I’d struggled with my weight as a young woman, but for the past two decades, I’ve been thankful for the fact that I now have a “healthy” body weight, and a “fit” body. But I had resigned myself to never having a “sexy” body. My body would make Calvin Klein, with his idea of a size ten, five-foot-eleven model being “plus size” run screaming in the other direction. In fact, I’ve never been able to buy Calvin Klein bras, because even in my size, they don’t fit me. I’ve always thought of my breasts as being “too” full, my tummy “too” rounded, but it never occurred to me that I was judging myself (just as I judged you) and finding myself lacking.
 
But then, I saw your photos, saw you smiling with such a look of daring and fun, I realized how badly I had let myself down, had let my husband down, even. He’s always told me he finds me sexy, but you know what? There was always a tiny part of me that didn’t believe him. There has always been a tiny part of me—when I would see a Victoria’s Secret model that would think, with despair, “I’ve never had a willowy body like that, and I never will.” How did that affect my perception of myself and maybe even my relationship with him, I now wonder?

Seeing your photos, all this went through my mind. How society has issued an edict on which female bodies are sexy and which aren’t; which women can pose for magazines in their altogether and which should be mocked. At the same time that your photos were released, another star, Keira Knightley, posed topless in a “protest against photoshopping” she said. Was she ridiculed? Did memes of her breasts on a turkey platter show up on Facebook? No. Why—because she’s the “right” size? Because it’s okay to show off one’s body as long as it meets the approval of …whom, exactly?  Fashion designers who force models to starve themselves into their clothing?

But Ms. Knightley has a point too, hasn’t she? Who dictates what size makes a woman beautiful?

And what does it say about us as a society that a full grown woman who boldly shows her full hips, backside and breasts is someone to mock, while an emaciated 16-year-old in lingerie is “sexy?” We, as women, have not only accepted but embraced the idea that a fuller woman has no right to feel as good about her body as you obviously do. Fuller women have no right to show our sensual side. We should be laughed at for not being a size zero. And only a woman who “works” for her body, not by healthy eating and reasonable exercise, but by starving herself, too often suffering from eating disorders, drug abuse and everything else that goes with the modeling industry, is permitted to feel “sexy.” The dysfunction of this has become so acceptable that someone like you who doesn’t buy into it, is the one who’s ridiculed.

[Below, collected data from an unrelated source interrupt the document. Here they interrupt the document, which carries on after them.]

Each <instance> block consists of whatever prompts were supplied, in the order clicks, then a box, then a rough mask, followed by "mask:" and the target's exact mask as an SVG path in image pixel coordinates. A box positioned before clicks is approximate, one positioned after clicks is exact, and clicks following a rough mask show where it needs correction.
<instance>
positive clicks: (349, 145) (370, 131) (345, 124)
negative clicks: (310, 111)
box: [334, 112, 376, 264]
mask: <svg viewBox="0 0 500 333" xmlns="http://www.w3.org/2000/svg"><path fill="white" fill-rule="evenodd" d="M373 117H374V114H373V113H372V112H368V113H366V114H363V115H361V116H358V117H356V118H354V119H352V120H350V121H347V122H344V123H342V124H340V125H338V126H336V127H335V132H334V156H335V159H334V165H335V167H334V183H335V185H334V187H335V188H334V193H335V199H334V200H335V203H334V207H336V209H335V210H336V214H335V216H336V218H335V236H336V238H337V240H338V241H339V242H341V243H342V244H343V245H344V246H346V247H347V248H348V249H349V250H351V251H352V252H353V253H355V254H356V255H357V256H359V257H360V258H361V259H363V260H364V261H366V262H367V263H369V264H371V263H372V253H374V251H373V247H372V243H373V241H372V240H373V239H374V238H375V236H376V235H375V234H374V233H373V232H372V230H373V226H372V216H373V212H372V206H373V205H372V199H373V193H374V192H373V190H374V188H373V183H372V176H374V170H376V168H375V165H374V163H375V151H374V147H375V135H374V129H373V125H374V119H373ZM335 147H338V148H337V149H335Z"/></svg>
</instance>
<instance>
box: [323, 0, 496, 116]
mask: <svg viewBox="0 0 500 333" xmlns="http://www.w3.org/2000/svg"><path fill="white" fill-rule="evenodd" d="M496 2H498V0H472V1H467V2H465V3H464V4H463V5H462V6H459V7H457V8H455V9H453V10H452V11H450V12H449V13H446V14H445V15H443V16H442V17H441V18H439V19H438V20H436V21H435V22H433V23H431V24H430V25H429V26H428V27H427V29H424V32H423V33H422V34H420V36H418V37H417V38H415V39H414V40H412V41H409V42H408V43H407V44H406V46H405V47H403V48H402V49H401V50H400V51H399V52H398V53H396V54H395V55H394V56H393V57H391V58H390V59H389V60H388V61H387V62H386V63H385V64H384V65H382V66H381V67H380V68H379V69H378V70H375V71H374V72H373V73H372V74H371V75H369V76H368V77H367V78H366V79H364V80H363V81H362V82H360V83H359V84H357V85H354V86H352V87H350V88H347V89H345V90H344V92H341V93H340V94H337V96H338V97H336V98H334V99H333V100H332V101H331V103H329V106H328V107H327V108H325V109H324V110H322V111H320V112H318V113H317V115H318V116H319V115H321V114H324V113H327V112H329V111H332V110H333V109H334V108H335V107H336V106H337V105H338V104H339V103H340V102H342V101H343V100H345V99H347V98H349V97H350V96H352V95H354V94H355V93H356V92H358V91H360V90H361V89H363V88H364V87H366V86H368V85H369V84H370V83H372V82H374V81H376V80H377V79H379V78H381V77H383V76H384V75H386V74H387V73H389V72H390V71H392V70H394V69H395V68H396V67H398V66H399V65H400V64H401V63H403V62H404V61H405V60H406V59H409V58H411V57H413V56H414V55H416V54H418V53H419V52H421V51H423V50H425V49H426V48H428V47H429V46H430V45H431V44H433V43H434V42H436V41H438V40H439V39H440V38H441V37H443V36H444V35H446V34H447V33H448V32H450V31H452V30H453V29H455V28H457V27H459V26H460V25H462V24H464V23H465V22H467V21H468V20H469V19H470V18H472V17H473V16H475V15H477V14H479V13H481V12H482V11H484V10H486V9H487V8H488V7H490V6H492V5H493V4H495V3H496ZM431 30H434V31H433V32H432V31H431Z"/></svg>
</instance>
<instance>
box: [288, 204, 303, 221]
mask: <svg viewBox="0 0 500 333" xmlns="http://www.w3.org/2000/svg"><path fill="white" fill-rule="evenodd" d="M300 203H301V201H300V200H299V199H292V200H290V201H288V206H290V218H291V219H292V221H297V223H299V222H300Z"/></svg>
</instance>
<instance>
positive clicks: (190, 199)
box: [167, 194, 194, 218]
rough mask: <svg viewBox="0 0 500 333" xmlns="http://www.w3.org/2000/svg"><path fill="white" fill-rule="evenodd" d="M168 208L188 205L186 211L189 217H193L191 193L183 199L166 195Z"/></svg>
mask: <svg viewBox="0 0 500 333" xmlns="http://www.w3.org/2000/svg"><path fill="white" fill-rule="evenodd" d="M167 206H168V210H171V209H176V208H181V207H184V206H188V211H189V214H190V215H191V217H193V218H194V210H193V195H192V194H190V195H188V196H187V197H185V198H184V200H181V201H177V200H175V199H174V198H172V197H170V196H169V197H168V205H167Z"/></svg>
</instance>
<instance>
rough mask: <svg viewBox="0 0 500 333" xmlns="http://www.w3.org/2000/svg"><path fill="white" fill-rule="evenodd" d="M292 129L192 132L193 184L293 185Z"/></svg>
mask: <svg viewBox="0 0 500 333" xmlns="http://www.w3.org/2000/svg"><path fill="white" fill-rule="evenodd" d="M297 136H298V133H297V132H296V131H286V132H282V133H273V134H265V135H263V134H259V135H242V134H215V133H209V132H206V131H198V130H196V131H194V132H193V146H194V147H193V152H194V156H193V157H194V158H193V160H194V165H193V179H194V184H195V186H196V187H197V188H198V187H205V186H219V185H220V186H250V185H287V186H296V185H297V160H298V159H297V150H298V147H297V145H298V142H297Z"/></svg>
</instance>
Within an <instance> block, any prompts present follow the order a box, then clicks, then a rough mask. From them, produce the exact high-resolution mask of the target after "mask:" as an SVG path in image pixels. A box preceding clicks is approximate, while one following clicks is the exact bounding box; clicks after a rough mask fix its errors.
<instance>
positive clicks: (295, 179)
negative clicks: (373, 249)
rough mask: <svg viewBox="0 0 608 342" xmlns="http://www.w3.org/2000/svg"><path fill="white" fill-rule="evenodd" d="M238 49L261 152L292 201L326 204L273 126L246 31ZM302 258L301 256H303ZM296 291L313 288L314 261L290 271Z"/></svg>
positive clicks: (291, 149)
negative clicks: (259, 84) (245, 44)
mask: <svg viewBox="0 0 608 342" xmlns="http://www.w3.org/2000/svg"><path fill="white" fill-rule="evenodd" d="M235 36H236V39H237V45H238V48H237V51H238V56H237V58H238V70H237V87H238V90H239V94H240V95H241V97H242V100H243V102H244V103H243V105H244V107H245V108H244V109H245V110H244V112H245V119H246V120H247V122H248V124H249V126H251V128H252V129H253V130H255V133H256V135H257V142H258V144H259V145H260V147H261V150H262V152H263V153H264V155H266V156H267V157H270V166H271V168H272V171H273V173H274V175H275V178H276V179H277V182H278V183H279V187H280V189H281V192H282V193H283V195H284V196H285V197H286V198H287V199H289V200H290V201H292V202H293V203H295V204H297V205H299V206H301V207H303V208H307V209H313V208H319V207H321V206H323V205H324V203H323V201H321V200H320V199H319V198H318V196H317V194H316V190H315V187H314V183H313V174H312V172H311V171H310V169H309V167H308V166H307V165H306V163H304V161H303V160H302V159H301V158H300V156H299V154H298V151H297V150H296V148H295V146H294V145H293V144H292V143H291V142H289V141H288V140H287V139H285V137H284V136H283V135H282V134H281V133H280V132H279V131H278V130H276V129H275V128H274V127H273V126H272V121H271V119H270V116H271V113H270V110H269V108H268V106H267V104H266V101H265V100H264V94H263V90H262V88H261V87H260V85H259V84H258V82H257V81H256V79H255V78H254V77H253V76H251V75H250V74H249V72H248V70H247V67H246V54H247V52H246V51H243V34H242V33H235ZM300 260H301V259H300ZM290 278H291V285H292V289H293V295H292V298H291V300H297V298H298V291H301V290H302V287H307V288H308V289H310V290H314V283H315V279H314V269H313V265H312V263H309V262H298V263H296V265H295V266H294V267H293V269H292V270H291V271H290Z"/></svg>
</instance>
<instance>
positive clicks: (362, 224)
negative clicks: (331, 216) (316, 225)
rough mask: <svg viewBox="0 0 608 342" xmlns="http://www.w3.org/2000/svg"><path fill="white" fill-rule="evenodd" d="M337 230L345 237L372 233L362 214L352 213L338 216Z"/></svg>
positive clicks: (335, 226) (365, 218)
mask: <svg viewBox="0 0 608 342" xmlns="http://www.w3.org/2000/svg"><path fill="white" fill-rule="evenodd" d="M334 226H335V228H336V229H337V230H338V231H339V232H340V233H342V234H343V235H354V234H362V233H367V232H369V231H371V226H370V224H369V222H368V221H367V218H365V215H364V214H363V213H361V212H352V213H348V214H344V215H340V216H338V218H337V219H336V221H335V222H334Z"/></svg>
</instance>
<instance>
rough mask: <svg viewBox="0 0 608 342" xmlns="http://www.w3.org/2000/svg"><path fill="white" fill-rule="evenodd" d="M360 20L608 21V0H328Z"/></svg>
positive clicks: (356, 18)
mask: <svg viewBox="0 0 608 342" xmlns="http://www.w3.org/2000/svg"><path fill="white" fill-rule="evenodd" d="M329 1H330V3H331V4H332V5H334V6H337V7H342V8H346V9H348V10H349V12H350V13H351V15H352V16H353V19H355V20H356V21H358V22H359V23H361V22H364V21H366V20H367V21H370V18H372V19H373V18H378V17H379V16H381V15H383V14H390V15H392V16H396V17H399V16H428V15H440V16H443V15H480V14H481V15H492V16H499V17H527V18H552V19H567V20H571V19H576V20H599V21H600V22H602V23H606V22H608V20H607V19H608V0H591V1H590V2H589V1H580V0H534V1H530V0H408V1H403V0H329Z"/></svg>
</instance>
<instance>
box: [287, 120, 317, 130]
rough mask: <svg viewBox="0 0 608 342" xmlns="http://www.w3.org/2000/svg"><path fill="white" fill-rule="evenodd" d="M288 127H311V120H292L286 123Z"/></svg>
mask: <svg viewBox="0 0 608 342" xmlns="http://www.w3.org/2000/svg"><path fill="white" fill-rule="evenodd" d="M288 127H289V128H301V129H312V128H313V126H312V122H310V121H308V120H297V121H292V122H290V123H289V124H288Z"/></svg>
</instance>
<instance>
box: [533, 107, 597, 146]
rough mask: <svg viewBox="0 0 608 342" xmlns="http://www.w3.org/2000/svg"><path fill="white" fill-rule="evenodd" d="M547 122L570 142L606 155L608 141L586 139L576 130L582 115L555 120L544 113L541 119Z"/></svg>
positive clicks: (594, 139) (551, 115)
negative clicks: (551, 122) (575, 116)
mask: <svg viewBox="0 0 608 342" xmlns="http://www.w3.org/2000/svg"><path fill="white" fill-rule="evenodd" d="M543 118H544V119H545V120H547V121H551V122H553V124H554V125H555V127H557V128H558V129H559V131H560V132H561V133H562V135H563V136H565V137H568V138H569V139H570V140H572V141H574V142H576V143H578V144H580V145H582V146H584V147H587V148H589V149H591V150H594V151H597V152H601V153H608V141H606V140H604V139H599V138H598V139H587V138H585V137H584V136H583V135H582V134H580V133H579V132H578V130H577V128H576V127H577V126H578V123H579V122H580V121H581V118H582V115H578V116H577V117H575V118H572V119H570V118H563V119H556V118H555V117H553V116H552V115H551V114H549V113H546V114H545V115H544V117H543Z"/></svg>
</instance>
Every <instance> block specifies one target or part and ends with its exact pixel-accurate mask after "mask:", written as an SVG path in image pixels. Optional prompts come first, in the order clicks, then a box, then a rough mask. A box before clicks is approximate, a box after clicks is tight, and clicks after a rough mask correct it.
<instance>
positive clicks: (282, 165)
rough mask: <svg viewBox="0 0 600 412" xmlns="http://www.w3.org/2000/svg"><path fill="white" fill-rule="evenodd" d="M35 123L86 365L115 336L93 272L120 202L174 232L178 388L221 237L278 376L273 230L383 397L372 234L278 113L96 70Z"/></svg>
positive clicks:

I’m not blaming naturally thin women. They didn’t start this–the fashion industry did.  But I do blame myself and others like me who buy into the diktat, sometimes without even realizing that we’ve bought into it, that only certain shapes are acceptable and others simply laughable. We’ve built into our perceptions of beauty a prison for women, just as sexist as other societies who stone women to death for not covering themselves from head to toe. Our stoning is psychological rather than physical.

Kudos to you for breaking free. And that’s why I have to thank you. Your photos made me feel more beautiful. Your photos, your presence in the tabloids, made me see two things about myself that I didn’t like and I am now determined to change: that I not only judge other women when I believed that I wasn’t, but that I also judge myself.
 
There’s a dress that’s been hanging in my wardrobe for over a year, a dress my husband loves, a dress I wouldn’t wear because I thought I looked “fat” in it. Thanks to you, I’m wearing that dress. Thanks to you, I am going to mentally put my middle finger up to anyone who mocks me, mocks my beautiful body, the body that I have never appreciated it, the body that has been healthy and strong for me all of my life.

So, a very big thank you, Kim. Thank you and I’m sorry.